United Utilities has reorganised its energy function to deliver an integrated approach to procurement, management, flexibility and resilience. Neil Gillespie, director of energy & market services, says the strategic shift enables the company to cut costs and carbon, adapt more quickly to a changing regulatory environment, and support the transition to a smarter, cleaner energy system.
The UK energy system is in a period of unprecedented change. As we move towards a low-carbon economy and technological developments continue apace, the lines between generators and end users are becoming blurred. More and more companies and individuals are installing technologies like solar PV or battery storage to produce their own low carbon energy and take greater control of their energy bills. And regulation has been struggling to keep up – until now.

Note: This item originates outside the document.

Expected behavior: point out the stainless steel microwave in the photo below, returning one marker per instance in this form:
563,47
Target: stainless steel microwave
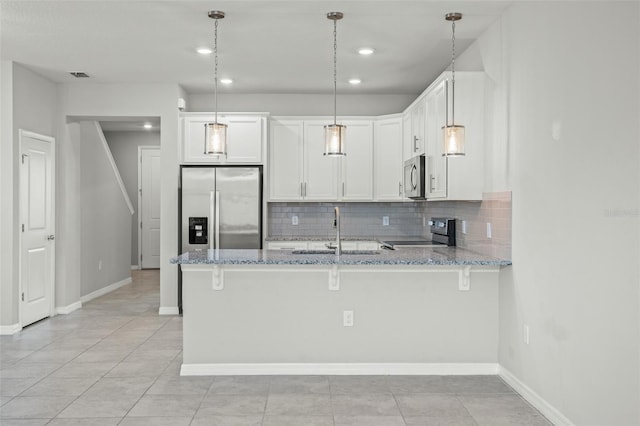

The stream of new consultations, roadmaps and strategies coming from Beis, Ofgem, National Grid and others is evidence of significant changes afoot in the industry. Perhaps one of the most significant is the sweeping reforms to network charges proposed by Ofgem. As triad avoidance became more and more beneficial, and more consumers participated, it was always inevitable this system would eventually need reform. But as the potential options available to recover the costs of running the UK electricity network emerge, it looks likely that future charging could be even more complex than it is today.
This is just one example of increasing complexity for end consumers like United Utilities. It’s an issue we have decided to meet head on. By refocussing our energy activities to seize on the emerging energy sector revolution we are formulating a strategy which is good for us, our customers and the UK.
A three-pronged approach
Operating water and wastewater treatment plants and distribution networks is a complex enough business without having to worry about managing the electrical infrastructure too. At United Utilities we have taken away this additional complexity by delivering a complete energy service to our water and wastewater operational business. Our Energy Services model brings together the various energy functions from around the business into one team. This allows us to focus on providing a secure supply of low cost electricity to our operational sites so that managers are left to do what they do best – delivering high quality water and wastewater services to our customers.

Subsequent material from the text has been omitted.